Os dois convivem com papéis distintos: o Periquito ocupa o campo da tradição, das ações com crianças e da memória afetiva do Palestra Italia; o Gobbato traduz a garra, a provocação bem-humorada e a temperatura da arquibancada em dia de clássico. A história completa das duas figuras está na página dos mascotes do Palmeiras.

Os outros apelidos do Palmeiras

Porco é o apelido mais conhecido, mas não é o único. O clube também é chamado de Verdão, referência direta à cor do uniforme e o mais usado na imprensa esportiva; de Alviverde, pela combinação de branco e verde que define os uniformes do Palmeiras; e de Palestra, herança direta do nome de fundação, que sobrevive na cultura da torcida, no hino e no vocabulário do dia a dia palmeirense.

A convivência dessas quatro palavras — Palmeiras, Palestra, Verdão e Porco — resume bem a identidade do clube: origem italiana, cor como marca, e um insulto virado bandeira.

Continue pela Enciclopédia Alviverde

Para seguir na identidade do clube, o portal reúne a evolução dos símbolos e escudos do Palmeiras, a história do hino do Palmeiras, a história das torcidas organizadas e a memória do Estádio Palestra Italia. A trajetória do clube desde 1914 está na história completa do Palmeiras.

Perguntas frequentes sobre o apelido Porco

Por que o Palmeiras é chamado de Porco?

O apelido nasceu em 1969, quando o Palmeiras foi o único clube a votar contra um pedido do Corinthians para inscrever dois jogadores fora do prazo. O presidente corintiano Wadih Helu classificou a atitude como “espírito de porco”, e a expressão virou provocação das torcidas rivais.

Quando o Palmeiras assumiu o apelido de Porco?

Em 29 de outubro de 1986, durante jogo contra o Santos no Pacaembu, quando a torcida cantou pela primeira vez de forma organizada o refrão “E dá-lhe Porco”. O Palmeiras venceu por 1 a 0, com gol de Mirandinha.

Quem teve a ideia de transformar o apelido Porco em símbolo?

João Roberto Gobbato, diretor de marketing do Palmeiras, propôs em 1983 que o clube adotasse o apelido em vez de rejeitá-lo. O mascote oficial leva seu nome em homenagem.

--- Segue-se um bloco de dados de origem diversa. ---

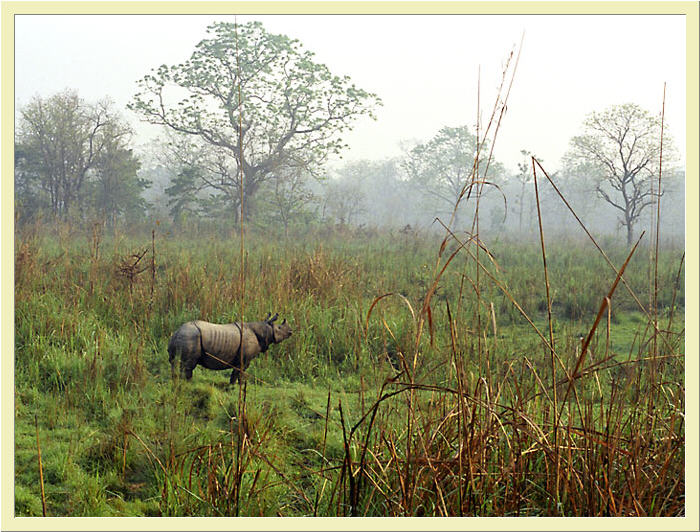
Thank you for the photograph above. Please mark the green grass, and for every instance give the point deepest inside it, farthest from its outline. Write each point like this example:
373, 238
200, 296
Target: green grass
118, 437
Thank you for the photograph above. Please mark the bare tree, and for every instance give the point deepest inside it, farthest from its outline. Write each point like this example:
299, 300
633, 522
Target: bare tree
621, 146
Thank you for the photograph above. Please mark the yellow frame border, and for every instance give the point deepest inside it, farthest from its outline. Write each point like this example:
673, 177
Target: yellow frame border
691, 11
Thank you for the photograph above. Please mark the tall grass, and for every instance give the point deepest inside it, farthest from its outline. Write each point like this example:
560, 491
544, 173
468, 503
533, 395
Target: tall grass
358, 413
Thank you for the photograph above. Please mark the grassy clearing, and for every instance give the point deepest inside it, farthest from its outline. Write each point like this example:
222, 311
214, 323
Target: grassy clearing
450, 412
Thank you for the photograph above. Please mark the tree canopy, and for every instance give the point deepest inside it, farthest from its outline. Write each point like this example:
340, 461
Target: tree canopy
259, 99
445, 166
71, 155
620, 146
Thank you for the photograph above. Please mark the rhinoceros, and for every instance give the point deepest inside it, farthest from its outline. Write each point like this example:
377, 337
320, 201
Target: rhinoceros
223, 346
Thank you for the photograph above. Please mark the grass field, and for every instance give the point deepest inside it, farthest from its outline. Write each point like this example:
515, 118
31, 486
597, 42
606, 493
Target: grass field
455, 395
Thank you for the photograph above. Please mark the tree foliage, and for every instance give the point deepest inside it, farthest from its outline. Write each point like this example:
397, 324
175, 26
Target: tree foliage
259, 100
72, 157
445, 166
620, 147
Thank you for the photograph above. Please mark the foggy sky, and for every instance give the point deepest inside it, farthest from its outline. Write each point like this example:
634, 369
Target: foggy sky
424, 67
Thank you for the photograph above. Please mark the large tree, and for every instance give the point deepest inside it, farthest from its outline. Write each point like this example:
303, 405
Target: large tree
621, 146
444, 167
260, 100
61, 142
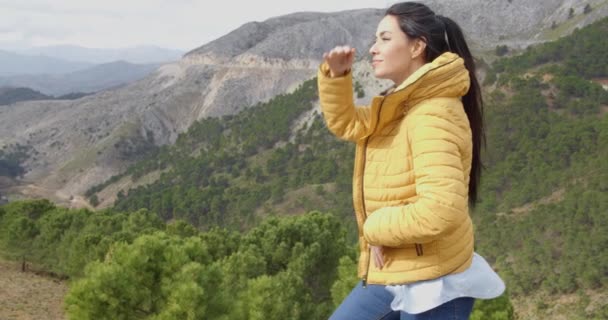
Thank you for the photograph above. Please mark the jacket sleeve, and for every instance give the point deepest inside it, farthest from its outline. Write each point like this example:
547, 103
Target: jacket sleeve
337, 104
441, 202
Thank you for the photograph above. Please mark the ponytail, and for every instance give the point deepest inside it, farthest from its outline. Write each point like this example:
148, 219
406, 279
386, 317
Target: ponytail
472, 101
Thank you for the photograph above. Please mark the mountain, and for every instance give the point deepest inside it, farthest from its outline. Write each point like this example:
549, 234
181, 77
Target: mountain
76, 144
541, 218
11, 95
137, 55
13, 64
92, 79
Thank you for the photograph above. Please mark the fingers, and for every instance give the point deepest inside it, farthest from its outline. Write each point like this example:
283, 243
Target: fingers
339, 51
378, 256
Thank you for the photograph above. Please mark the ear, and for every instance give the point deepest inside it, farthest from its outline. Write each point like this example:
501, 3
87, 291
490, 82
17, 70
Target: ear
418, 47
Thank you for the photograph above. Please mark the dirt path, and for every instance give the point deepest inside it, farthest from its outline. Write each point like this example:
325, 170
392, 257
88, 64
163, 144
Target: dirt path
27, 296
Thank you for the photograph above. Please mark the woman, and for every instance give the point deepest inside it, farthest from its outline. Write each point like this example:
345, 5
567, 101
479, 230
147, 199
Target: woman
417, 169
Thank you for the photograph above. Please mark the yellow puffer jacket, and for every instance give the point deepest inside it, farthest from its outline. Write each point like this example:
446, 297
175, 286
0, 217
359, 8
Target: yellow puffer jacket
411, 174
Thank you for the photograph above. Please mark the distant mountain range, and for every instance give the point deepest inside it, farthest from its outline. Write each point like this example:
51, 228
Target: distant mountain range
53, 60
15, 64
92, 79
76, 139
139, 54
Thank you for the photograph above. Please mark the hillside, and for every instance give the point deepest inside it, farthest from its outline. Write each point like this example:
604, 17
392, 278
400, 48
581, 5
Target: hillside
73, 142
545, 178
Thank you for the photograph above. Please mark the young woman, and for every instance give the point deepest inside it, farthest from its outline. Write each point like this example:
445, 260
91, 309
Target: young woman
417, 169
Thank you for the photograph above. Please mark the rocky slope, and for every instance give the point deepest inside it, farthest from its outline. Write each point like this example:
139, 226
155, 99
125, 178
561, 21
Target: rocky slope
79, 143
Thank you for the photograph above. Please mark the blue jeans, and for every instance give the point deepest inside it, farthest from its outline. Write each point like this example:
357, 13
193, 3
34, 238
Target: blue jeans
374, 303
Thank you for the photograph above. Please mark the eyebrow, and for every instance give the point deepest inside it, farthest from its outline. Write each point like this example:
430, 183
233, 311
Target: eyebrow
383, 32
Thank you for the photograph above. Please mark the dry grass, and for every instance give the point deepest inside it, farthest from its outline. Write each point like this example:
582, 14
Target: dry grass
28, 296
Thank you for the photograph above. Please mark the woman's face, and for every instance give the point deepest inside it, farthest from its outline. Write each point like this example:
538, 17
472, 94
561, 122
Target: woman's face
394, 55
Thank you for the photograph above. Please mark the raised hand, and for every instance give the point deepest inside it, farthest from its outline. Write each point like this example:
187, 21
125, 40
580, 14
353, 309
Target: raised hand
340, 60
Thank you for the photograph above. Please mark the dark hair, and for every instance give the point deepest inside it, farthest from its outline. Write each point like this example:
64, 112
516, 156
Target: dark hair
442, 34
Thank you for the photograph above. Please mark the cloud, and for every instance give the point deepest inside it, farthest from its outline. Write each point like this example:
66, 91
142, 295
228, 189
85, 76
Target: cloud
183, 24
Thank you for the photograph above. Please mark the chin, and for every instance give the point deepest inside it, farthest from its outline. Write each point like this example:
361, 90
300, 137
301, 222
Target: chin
379, 74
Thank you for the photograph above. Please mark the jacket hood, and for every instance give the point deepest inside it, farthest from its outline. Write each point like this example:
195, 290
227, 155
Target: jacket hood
445, 77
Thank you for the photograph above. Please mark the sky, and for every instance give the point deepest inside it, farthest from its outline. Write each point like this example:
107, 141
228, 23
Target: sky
175, 24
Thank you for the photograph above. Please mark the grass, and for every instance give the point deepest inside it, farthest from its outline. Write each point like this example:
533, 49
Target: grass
26, 295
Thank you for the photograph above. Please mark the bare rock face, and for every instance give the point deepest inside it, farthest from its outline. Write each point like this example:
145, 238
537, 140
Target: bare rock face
79, 143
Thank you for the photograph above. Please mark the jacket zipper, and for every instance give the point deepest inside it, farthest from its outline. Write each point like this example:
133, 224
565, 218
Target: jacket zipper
369, 260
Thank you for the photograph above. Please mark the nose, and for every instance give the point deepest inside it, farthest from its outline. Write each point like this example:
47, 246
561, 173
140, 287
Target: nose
373, 50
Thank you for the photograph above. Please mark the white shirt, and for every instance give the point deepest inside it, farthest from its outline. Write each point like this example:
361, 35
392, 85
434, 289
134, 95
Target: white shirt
478, 281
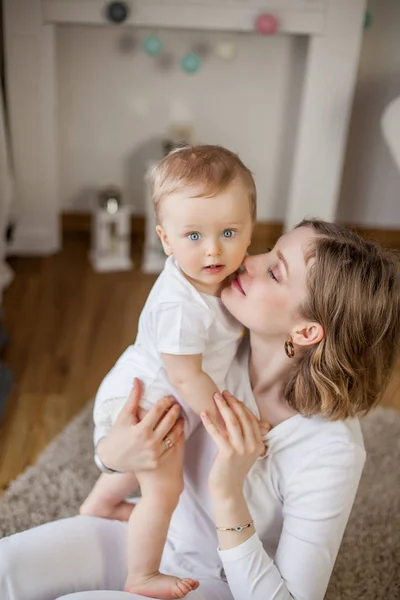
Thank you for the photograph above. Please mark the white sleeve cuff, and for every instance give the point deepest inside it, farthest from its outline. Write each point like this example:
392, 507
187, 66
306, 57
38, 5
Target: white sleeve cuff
251, 545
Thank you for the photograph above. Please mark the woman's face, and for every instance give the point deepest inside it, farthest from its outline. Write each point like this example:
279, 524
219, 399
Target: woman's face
267, 295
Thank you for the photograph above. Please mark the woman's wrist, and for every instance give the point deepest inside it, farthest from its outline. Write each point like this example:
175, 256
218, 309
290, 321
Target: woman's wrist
233, 521
226, 494
105, 451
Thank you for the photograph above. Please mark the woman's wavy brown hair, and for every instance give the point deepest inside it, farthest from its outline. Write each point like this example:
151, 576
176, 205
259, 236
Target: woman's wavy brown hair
354, 293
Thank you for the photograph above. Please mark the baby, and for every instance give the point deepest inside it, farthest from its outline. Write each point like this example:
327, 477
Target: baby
205, 203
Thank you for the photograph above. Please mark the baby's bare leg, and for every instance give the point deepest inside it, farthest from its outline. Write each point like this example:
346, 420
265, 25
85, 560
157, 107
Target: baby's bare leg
148, 527
107, 498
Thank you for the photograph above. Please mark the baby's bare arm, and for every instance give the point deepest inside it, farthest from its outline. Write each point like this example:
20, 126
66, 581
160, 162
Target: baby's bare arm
196, 387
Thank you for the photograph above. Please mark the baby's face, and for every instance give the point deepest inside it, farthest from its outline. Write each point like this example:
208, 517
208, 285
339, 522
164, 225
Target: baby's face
209, 237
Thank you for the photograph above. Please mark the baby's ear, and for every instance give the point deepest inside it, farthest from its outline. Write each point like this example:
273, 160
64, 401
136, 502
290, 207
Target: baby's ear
164, 240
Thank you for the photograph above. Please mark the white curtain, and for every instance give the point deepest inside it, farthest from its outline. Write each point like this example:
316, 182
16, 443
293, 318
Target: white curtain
391, 129
6, 197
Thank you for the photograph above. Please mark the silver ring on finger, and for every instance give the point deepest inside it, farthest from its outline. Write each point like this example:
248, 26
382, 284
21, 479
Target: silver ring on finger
168, 443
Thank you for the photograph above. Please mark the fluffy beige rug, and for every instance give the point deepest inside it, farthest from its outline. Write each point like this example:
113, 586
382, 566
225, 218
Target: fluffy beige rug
368, 566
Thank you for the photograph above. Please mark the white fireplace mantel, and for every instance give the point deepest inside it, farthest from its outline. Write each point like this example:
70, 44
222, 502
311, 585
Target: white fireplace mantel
335, 31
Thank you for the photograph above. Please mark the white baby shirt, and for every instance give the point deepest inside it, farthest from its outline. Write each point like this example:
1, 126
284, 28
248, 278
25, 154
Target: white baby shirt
176, 319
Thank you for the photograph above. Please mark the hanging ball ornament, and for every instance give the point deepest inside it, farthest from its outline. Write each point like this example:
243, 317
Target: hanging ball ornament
191, 62
117, 12
368, 20
202, 49
225, 50
127, 43
266, 24
152, 45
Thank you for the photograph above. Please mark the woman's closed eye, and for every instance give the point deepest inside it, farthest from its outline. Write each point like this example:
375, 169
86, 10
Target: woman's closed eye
273, 272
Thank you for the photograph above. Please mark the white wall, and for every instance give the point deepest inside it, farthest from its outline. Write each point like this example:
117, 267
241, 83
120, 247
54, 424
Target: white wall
115, 107
371, 182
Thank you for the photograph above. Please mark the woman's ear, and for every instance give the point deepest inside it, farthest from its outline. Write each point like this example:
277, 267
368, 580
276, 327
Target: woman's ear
307, 334
164, 240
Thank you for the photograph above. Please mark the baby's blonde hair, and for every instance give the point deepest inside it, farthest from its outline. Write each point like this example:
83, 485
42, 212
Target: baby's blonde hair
204, 169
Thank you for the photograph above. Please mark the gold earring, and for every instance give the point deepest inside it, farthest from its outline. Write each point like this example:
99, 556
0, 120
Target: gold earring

Qual é o nome do mascote Porco do Palmeiras?

O mascote se chama Gobbato, em homenagem a João Roberto Gobbato. Ele foi oficializado pelo clube em 2016, em cerimônia no Allianz Parque.

O Palmeiras tem quantos mascotes?

Dois mascotes oficiais: o Periquito, o mais antigo, ligado à tradição e à origem do clube, e o Porco Gobbato, oficializado em 2016.

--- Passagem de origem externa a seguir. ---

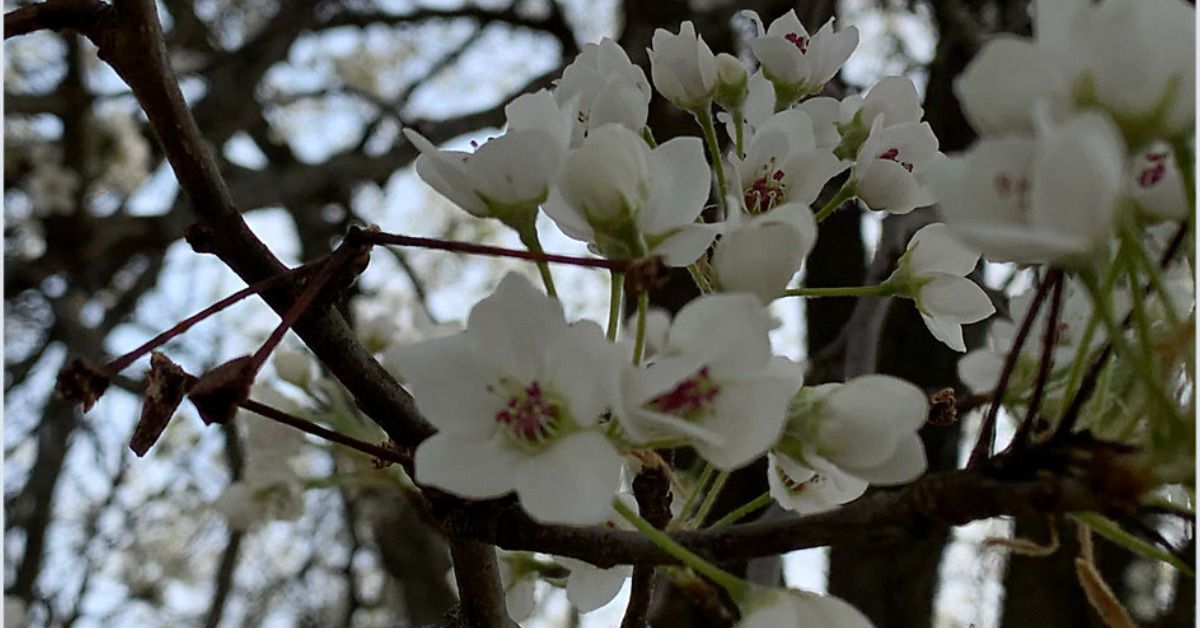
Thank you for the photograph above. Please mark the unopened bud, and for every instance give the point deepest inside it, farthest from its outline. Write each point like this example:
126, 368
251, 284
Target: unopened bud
731, 82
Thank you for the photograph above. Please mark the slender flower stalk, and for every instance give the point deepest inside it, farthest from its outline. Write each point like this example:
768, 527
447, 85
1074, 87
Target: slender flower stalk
714, 491
643, 307
846, 192
705, 119
617, 281
881, 289
743, 510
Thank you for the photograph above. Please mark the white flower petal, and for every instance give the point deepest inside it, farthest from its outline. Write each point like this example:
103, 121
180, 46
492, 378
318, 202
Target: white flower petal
467, 467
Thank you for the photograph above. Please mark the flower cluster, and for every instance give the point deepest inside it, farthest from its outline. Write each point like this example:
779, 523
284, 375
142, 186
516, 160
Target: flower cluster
1085, 145
1074, 130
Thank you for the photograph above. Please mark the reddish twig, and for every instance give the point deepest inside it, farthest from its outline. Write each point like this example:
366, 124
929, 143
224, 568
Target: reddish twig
619, 265
1048, 339
382, 453
988, 429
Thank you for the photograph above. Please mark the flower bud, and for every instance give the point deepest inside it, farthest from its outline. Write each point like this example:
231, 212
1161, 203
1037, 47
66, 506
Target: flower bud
732, 81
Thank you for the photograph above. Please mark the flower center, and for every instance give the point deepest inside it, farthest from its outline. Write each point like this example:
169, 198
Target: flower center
690, 399
1151, 175
531, 416
766, 191
799, 41
893, 154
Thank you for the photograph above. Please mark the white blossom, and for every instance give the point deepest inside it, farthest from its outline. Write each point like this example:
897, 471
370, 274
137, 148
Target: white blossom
789, 608
933, 271
507, 178
799, 65
784, 165
889, 172
517, 399
683, 67
762, 253
1156, 185
606, 88
1048, 199
853, 434
715, 383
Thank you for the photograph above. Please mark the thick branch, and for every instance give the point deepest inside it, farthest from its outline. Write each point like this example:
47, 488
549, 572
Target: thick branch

O apelido Porco era xenofóbico?

Sim, em parte. Além do sentido pejorativo original, o xingamento também era usado para associar a origem italiana do clube, fundado em 1914 como Palestra Italia, ao fascismo do período da Segunda Guerra Mundial.

Que outros apelidos o Palmeiras tem?

O clube também é chamado de Verdão, Alviverde e Palestra — este último uma herança direta do nome de fundação, Società Sportiva Palestra Italia.

Qual revista publicou a capa histórica do Porco?

A revista Placar, em sua edição de novembro de 1986, estampou o meia Jorginho Putinatti segurando um porco no colo — imagem que legitimou a adoção do apelido em todo o país.